Kofi Annan Syria Transition Plan A Failure So Far

Impact
BySaleem Kassim

Since March 2011, the ongoing uprisings in the Middle East, specifically in Syria, have spurred a wide debate and controversy all over the region. The estimate of unarmed civilians including women and children being killed since March is over 15,800. Just over the past couple of days, about 200 civilians have been killed. According to the Syrian Observatory for Human Rights, this weekend's violence killed more than 140 across Syria.

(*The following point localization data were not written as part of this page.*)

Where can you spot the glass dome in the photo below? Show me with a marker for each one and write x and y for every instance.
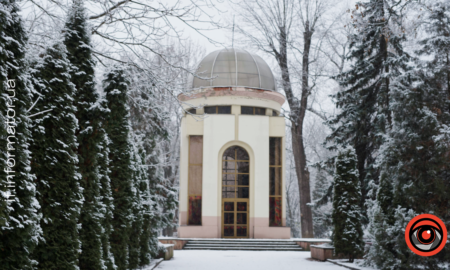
(233, 67)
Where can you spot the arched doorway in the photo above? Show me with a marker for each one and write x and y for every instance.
(235, 192)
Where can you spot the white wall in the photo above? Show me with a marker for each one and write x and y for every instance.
(217, 131)
(254, 130)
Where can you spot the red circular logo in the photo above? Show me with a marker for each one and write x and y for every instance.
(426, 235)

World powers had a meeting on Saturday to discuss the continuous clash between the regime and revolutionaries. The meeting was held in Geneva, Switzerland under the auspices of peace envoy Kofi Annan. Members of the meeting agreed on forming a unity government. The unity government can include members of the previous regime; yet, President Bashar Al Assad is not included simply because he have no role in the new government. They argued that his existence in forming the new government will only provoke the public.

If there is something that both the government and protesters agreed on, it will be the failure of the Geneva meeting. On one hand, Burhan Ghalioun, the senior member and former head of the opposition Syrian National Council, stated that the members of the Geneva meeting should not expect the Syrian people to negotiate with a government that has been killing and torturing them for 16 months.

Correspondingly, officials of the government and Iran declared the meeting as unsuccessful because Damascus and Tehran were not invited. “This meeting was unsuccessful.... because Syria was not present and some influential nations were not present,” Hossein Amir, an Iranian foreign assistance minister, articulated on state television.

Meanwhile, Egyptian media and the Arab League, decided to hold a two day meeting in Cairo for the goal of setting a transitional government to end the bloodshed.

Will there be an end to the Syrian conflict? No one knows, but something that is clear, is that there is no future for Assad.